Despite the higher price, his earnings do not seem to be enough for his family, as he has had to let his parents raise his children.

If the fish still continue to decrease, he may have to change to working in the city.

Thongbi Pongthin, a fisherman in Ubon Ratchathani, tells a sadly similar story.

“The fish are harder to catch because the water level is becoming more unstable. Sometimes it’s a high tide very quickly and then comes a very low tide. This drives many fish away. There is also the use of electricity to shock the fish by some Lao fishermen, which kills many fish,” he said.

Dams on the upper reach of the river have made the flow downstream very uneven. When Thongbi was young, fish were much more abundant than now.

“Many fishermen in the province changed jobs to be a worker in Bangkok, as there were fewer fish to catch. I also can’t depend solely on catching fish anymore. Fortunately, my family has a vegetable garden, so our family has another source of income, but I think I’ll have to quit fishing soon,” he said.

Nguyen Huu Thien, a Vietnamese freelance researcher on wetland ecology and conservation of natural resources, said the building of dams on the Mekong is the major reason for depleting stocks.

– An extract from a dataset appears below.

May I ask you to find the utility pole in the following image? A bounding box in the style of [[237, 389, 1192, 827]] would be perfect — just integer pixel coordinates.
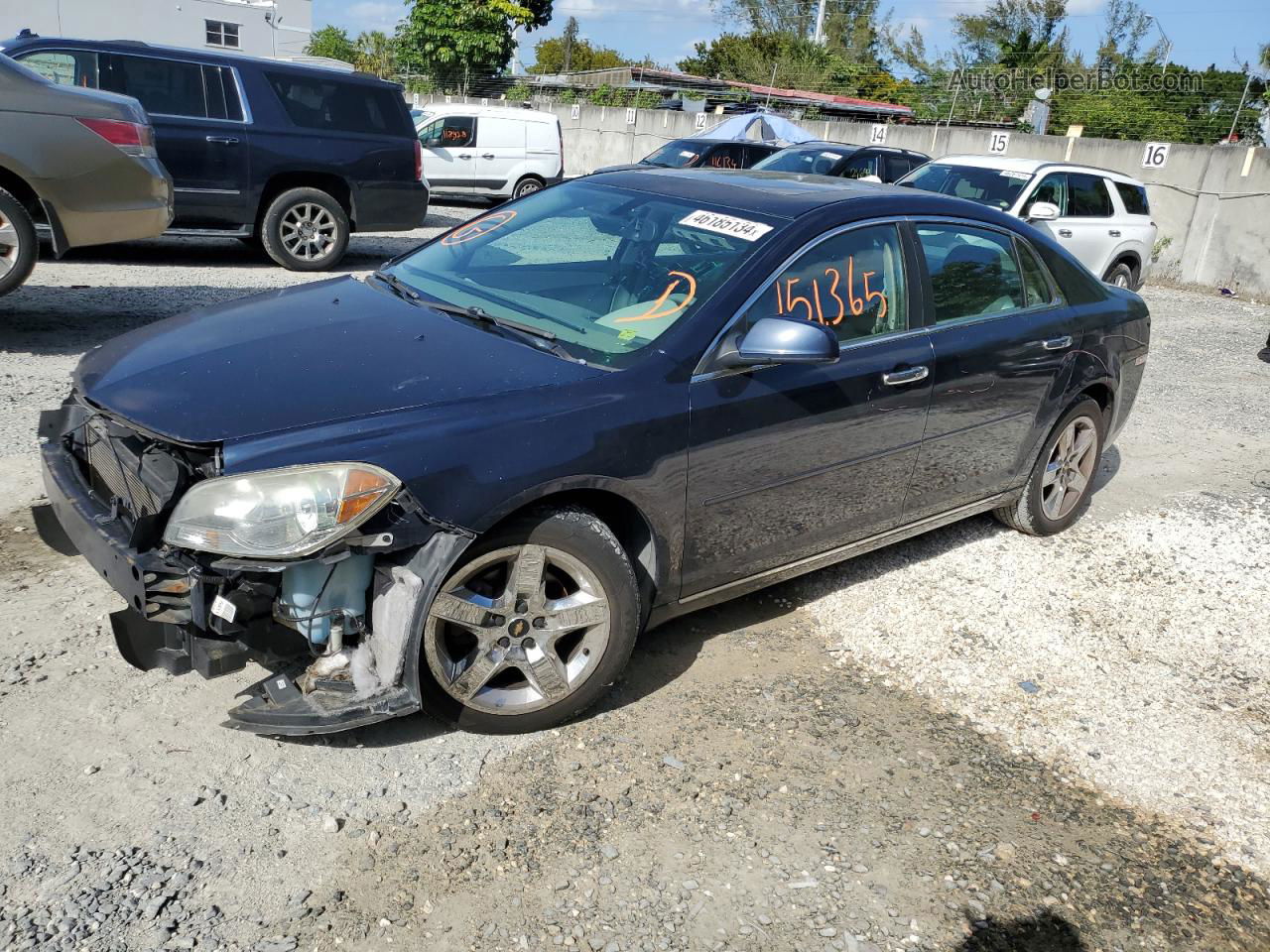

“There are two types of fish in the Mekong. The first are those that live in a specific area and do not need to migrate and the second are migrating fish that need to travel up the river to their spawning site. The dams on the river are barriers that block the migration of the fish, so many species of fish cannot go to their breeding site,” he said.

The dams had led to a dramatic decline in fish stock, he said, with over 220,000 tonnes of fish lost each year because the fish cannot reproduce like they did in years gone by.

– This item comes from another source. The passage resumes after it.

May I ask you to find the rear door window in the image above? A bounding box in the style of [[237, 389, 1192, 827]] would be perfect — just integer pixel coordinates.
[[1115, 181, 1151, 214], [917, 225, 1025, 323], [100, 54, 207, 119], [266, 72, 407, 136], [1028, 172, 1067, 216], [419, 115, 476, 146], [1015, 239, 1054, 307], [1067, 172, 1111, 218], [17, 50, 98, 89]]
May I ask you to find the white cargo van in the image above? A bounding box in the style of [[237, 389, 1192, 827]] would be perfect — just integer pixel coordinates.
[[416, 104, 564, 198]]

Fish in the Mekong could not pass any barrier taller than 30 metres, he said. The fish ladders that dam builders claim allow fish to pass do not actually work for species in the Mekong.

“Fish ladders were designed for big fish like salmon and they are untested on the Mekong. The fish here cannot climb the high ladder,” he said.

Not only is passage blocked, nutrient-rich sediment is also trapped by the dams. Nutrients carried by the current sustain not only the fish in the river but also marine fish in the Delta.

More dams on the Mekong would result in a devastating loss of fish, which would cast a major shadow on the food security of the region, he said.